The House Armed Services Committee on Monday released its roughly $895 billion draft version of the next defense policy bill, to include authorizing $849.8 billion for the Pentagon, adhering to the one percent spending cap from last year’s debt limit deal.
HASC Chair Mike Rogers (R-Ala.) had signaled his panel would put forth a National Defense Authorization Act for fiscal year 2025 that supported a topline at the “hand dealt to us” by last year’s Fiscal Responsibility Act
and put forth in the Pentagon’s budget request, while efforts to boost funding levels are likely to follow in the committee’s upcoming markup.
“The one percent increase it proposes is entirely inadequate. It’s actually a two percent cut when you factor in inflation. But this is the hand dealt to us by the Fiscal Responsibility Act. As we move into markup of the FY ‘25 NDAA, we will play the hand dealt to us. But we all need to understand the risk to our national security that this level of investment presents,” Rogers said during an April 30 HASC hearing.
The annual NDAA, which is set to be considered by HASC before the end of May, sets policies and directives while congressional appropriators will ultimately set final funding levels.
The draft chairman’s mark HASC’s FY ‘25 NDAA authorizes $163.45 billion for defense procurement, down slightly from $166.38 billion in the budget request.
For research and development, HASC’s draft of the NDAA supports $143.27 billion, a slight uptick from the $143.16 billion the Pentagon’s budget submission.
Last year’s debt limit deal and the Fiscal Responsibility Act locked in a one percent increase in FY ‘25 for defense and non-defense toplines.
The Pentagon in March rolled out its $849.8 billion FY ‘25 budget submission, with the topline adhering to the spending cap, while department officials noted that figure is about $10 billion below the originally projected topline (Defense Daily, March 11).
“We must restore American deterrence, but to do so we need a budget that will enable us to do that. We need a budget that supports the rapid modernization of our military, a budget that fully funds readiness to ensure we can fight tonight and a budget that will improve the quality of life of our service members so we can recruit and retain the most lethal fighting force on the planet. Unfortunately, this budget [request] doesn’t achieve those goals,” Rogers said during the April 30 hearing.

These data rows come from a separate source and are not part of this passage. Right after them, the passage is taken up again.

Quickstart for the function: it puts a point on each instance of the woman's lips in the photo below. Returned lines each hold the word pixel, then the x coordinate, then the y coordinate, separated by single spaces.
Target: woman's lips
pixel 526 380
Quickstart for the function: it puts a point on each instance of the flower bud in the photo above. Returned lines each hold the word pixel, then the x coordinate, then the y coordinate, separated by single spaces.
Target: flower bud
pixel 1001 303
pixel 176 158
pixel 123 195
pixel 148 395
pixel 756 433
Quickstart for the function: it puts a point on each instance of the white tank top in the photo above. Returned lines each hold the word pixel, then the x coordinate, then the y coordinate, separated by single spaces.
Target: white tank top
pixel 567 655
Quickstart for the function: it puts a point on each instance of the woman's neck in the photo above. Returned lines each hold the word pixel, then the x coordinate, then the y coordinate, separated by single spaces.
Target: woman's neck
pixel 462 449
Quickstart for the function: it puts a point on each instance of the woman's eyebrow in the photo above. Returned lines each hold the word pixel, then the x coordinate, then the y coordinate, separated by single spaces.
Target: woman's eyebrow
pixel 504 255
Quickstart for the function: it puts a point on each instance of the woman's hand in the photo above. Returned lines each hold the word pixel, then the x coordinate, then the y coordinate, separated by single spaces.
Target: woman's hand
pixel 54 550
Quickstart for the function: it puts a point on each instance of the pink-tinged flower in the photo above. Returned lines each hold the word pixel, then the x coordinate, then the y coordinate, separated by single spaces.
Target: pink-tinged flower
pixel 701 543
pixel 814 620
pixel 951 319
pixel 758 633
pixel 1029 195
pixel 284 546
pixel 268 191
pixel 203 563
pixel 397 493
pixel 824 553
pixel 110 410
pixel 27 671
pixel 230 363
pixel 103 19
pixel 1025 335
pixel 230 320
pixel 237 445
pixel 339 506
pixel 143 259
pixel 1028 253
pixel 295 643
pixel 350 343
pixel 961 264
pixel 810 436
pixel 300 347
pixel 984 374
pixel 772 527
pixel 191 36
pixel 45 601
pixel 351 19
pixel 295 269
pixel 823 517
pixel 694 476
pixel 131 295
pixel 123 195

Sen. Jon Tester (D-Mont.), the Senate’s top defense appropriator, said last week the Pentagon will require a “bigger number” for its FY ‘25 topline than the nearly $850 billion requested and cautioned the imposed spending cap could hinder modernization efforts (Defense Daily, May 8).
“The [Senate Appropriations Defense Subcommittee] Ranking Member [Susan] Collins (R-Maine) and myself think we need a bigger number. And the reason for that, and you know this better than I, is because if we’re going to invest in future technologies, this number has to be bigger,” Tester, the panel’s chair, said during a hearing.
Defense Secretary Lloyd Austin told Senate appropriators last week the budget constraints led the department to make “tough decisions,” to include focusing on modernization efforts that could produce near-term results over projects that may not come to fruition until the 2030s.
“To meet the [spending] caps approved by Congress, we had to make some tough but responsible choices, and we prioritized near-term readiness…We decided not to invest in some modernization that would not deliver results before 2030 and we invested in our people and our families,” Austin said during the hearing. “Because we did accept some risk in modernization for the outyears, we’ll need to have a growth in the topline in the outyears to ensure that we can recapture some of the things that we weren’t able to get into this budget.”